Idées : La société face à l’industrie !




Nous entamons ici une série d’articles de réflexion sur l’industrie dans la société : à quelles conditions une industrie pourrait s’intégrer au sein d’une société écologique, au service des besoins de la population et dans le respect des impératifs du monde vivant ? Ce premier article vise à rappeler la manière dont les conséquences des pollutions ont été gérées avant la révolution industrielle.

Un polluant, même s’il n’est pas identifié comme tel, est un agent d’origine extérieure à un écosystème qui a des impacts négatifs sur tout ou partie d’un écosystème [1]. La régularisation des processus polluants est une histoire ancienne au sein des sociétés humaines. Le virage de la révolution française, qui a porté la classe capitaliste au pouvoir, nous fera par contre rentrer de plein pied dans l’ère de la pollution comme moindre mal lié au bon développement des intérêts de l’État. Mais avant cela ?

La pollution commence dès la préhistoire, avec la maîtrise du feu : « La suie trouvée sur le plafond des grottes préhistoriques est une preuve évidente de ce que les foyers entraînaient un niveau élevé de pollution du fait d’une ventilation insuffisante. » [2] La métallurgie de l’âge du bronze, puis de l’âge du fer, a marqué un tournant dans la pollution de l’environnement extérieur. Les carottages des glaciers du Groenland ont révélé un accroissement de la pollution associée à la métallurgie des Grecs, des Romains et des Chinois [3]. Mais à cette époque, la pollution était comparativement faible, et n’avait pas d’impact environnemental significatif au niveau global.

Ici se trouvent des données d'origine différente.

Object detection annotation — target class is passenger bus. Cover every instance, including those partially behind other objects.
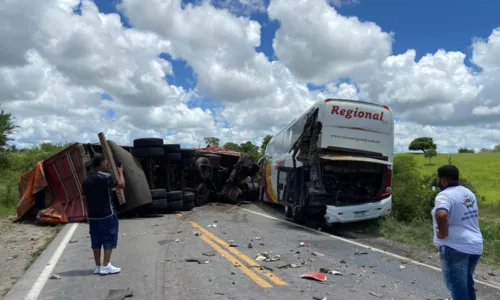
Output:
[259,99,394,224]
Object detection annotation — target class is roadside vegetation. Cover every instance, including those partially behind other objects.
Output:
[377,139,500,264]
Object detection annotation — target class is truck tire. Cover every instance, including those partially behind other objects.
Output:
[134,138,163,148]
[195,157,212,180]
[151,189,167,200]
[108,140,153,211]
[165,153,182,162]
[167,191,182,202]
[203,154,222,168]
[132,147,165,157]
[151,198,168,210]
[182,157,196,166]
[167,198,184,212]
[163,144,181,153]
[181,149,196,158]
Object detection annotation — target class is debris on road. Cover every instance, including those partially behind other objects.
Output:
[300,272,326,281]
[278,263,305,269]
[104,288,134,300]
[186,258,210,265]
[368,292,382,298]
[255,252,281,262]
[319,268,344,276]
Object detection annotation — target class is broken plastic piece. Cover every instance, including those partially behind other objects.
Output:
[300,272,326,281]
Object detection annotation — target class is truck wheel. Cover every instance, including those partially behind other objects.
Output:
[182,157,196,166]
[181,149,196,158]
[167,191,182,202]
[166,153,182,162]
[132,147,165,157]
[134,138,163,148]
[151,189,167,200]
[163,144,181,153]
[151,198,168,210]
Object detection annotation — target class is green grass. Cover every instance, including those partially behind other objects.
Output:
[404,153,500,206]
[378,216,500,265]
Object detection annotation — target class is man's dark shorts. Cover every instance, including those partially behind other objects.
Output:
[88,214,118,250]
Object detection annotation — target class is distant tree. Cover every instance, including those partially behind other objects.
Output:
[0,109,19,151]
[260,134,273,156]
[408,137,437,153]
[458,148,475,153]
[223,142,241,151]
[424,149,437,164]
[203,136,220,146]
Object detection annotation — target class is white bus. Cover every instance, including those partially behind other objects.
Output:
[259,99,394,224]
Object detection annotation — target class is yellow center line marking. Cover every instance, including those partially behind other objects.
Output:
[189,221,288,285]
[192,229,273,288]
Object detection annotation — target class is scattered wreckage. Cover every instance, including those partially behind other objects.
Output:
[16,133,259,224]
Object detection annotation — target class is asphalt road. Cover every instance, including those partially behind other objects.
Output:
[7,205,500,300]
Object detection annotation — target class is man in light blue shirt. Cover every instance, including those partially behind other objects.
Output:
[432,165,483,300]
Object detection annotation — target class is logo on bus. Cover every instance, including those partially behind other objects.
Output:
[331,105,386,122]
[274,160,285,169]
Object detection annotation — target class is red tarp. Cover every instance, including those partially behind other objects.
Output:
[17,144,86,224]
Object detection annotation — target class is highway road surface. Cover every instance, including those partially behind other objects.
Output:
[4,204,500,300]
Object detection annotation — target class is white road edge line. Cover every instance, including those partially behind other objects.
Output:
[241,208,500,291]
[24,223,78,300]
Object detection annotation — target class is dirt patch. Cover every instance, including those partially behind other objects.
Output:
[0,218,61,297]
[356,237,500,286]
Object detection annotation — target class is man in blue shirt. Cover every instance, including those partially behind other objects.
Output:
[432,165,483,300]
[82,156,125,275]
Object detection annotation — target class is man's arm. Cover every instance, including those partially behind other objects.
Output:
[435,195,451,240]
[108,167,125,189]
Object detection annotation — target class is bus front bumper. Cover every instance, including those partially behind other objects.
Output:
[325,196,392,224]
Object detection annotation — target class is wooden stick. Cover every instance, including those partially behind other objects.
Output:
[97,132,126,205]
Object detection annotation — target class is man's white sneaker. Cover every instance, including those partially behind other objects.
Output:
[99,263,121,275]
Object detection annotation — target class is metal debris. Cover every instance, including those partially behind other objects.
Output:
[300,272,326,281]
[368,292,382,298]
[186,258,210,265]
[278,263,305,269]
[255,252,281,262]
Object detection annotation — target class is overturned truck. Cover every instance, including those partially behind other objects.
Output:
[16,133,259,224]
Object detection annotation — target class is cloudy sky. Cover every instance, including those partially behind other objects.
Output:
[0,0,500,152]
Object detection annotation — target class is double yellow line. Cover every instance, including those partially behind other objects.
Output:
[189,221,288,288]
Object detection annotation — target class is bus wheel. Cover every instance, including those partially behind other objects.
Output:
[285,204,293,219]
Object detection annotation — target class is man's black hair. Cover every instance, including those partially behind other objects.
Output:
[438,165,460,182]
[92,155,106,169]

Les concentrations urbaines ont aussi constitué une source majeure de pollution tout au long de notre histoire. Les villes concentraient la présence et les déjections de nombreux hommes et de chevaux, conduisant à des pollutions de l’air et de l’eau. La combustion massive de bois et de charbon conduit également à des pollutions de l’air. Ainsi, en Angleterre, Édouard 1er édicta en 1272 une proclamation interdisant l’usage de la houille bitumineuse à Londres [4].

Quelle gestion des pollutions ?

« De nombreux documents anciens montrent que du Moyen Âge à la Révolution française, les conflits sont anciens et nombreux, mais qu’on a le plus souvent cherché à limiter ou réduire les nuisances des activités artisanales, avec des mesures (amendes, déplacements d’activité, fermetures...) et un dialogue entre les parties, ou des enquêtes de l’administration. » « Selon les documents historiques (archives juridiques, administratives), ces nuisances étaient assez fortement contrôlées et relativement maîtrisées à Paris au XIVe siècle, par la police dans le cadre de ses missions de salubrité publique. Jusqu’à cette date, la gouvernance royale ou urbaine fait appel à la concertation, à la recherche d’un équilibre pragmatique entre les contraintes économiques par la police [5]. »

La révolution de 1789 sonnera le glas de toutes les formes de régulation préexistantes : au printemps 1791 l’assemblée constituante décide la suppression des guildes, des corporations, des inspecteurs… Le temps des ingénieurs chimistes, déjà en embuscade, est arrivé. C’est ce que nous verrons dans le prochain article.

Reinette noyée (AL Aveyron) et Jacques Dubart (AL Nantes)

[1Dictionnaire du vocabulaire normalisé de l’Environnement de l’AFNOR en France.

[2« Indoor Air Pollution : A Public Health Perspective », Science, vol. 221, N°4605,‎ 1983.

[3« History of Ancient Copper Smelting Pollution During Roman and Medieval Times Recorded in Greenland Ice », Science, vol. 272, N°5259,‎ 1996.

[4David Urbinato, « London’s Historic « Pea-Soupers » », United States Environmental Protection Agency, été 1994.

[5Wikipédia, « Pollution industrielle ».